1.        Considerações iniciais

Cada dia mais o Judiciário tem sido abarrotado por inúmeros processos, a informação e o estudo faz com que as pessoas tenham ciência dos seus direitos e para tanto, buscam soluções do Estado.  Isso sem contar dos que tentam usar do judiciário como uma indústria do “dano moral”.

Diante deste aspecto, o direito tem buscado prezar por uma resolução de conflitos que seja efetiva, dinâmica e rápida. Prova disto vê-se a preocupação processual na criação dos juizados especiais cíveis e criminais, a tutela antecipada e da execução provisória. Veja bem, tais medidas têm garantido que o acesso ao Judiciário seja mais efetivo. Exatamente neste contexto que surgiu a Lei de arbitragem.

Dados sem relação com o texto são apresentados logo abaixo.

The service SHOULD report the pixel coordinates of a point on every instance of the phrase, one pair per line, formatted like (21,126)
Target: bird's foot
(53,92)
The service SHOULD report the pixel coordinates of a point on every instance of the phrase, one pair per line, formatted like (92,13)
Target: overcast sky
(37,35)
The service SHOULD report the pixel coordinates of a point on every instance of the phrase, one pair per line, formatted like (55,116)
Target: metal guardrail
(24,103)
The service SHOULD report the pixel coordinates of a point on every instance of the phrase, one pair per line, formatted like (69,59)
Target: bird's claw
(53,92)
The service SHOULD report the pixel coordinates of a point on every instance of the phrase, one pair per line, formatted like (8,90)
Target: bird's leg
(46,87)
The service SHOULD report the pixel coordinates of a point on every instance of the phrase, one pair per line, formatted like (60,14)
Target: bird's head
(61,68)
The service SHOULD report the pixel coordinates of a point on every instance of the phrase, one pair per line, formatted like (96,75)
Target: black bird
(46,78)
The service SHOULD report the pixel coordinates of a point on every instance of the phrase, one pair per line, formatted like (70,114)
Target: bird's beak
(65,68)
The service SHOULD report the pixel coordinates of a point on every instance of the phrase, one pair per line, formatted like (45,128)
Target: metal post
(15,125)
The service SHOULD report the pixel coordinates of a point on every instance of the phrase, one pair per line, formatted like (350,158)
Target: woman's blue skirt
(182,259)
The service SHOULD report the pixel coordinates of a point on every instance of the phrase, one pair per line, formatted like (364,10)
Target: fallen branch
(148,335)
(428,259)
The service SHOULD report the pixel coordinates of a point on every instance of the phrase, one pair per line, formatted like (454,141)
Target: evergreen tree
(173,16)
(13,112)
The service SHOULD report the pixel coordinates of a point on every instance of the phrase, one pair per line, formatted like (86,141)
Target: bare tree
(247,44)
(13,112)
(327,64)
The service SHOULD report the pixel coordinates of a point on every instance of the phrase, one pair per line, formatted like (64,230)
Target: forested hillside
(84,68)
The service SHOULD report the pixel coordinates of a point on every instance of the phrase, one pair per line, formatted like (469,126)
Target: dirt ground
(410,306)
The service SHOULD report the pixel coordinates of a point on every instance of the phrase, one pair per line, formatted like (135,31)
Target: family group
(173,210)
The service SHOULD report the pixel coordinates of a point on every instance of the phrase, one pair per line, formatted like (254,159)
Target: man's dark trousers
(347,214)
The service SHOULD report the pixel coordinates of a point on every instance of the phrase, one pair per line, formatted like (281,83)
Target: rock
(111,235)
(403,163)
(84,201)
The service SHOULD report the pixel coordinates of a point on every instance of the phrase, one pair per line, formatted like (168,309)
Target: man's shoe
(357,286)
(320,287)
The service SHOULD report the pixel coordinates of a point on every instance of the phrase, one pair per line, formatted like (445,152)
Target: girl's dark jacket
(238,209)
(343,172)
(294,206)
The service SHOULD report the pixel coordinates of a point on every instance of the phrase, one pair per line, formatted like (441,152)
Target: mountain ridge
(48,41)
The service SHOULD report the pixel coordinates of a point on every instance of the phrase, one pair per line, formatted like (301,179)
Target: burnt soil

Obviamente não foi tão fácil quanto esperado. A lei 9.037 de setembro de 1996, a qual dispõe sobre a arbitragem no Brasil, foi muito discutida, inclusive tendo a “necessidade” de anuência de sua constitucionalidade pelo Supremo Tribunal Federal. Afinal tudo parecia muito novo, o fato de haver “justiça privada” e liberalidade para escolher seus julgadores parecia assustador e com descrédito, afinal, até então, todos estavam habituados com o bater à porta do Judiciário.

Hoje, porém, graças ao sucesso da arbitragem e suas vantagens, tais como decisões embasadas por especialistas, bem como a agilidade nas decisões, a arbitragem tem tomado lugar de sucesso nas soluções de litígios. Tem nascido então, diversos cursos e especializações voltadas a esta forma inovadora de solução de conflito.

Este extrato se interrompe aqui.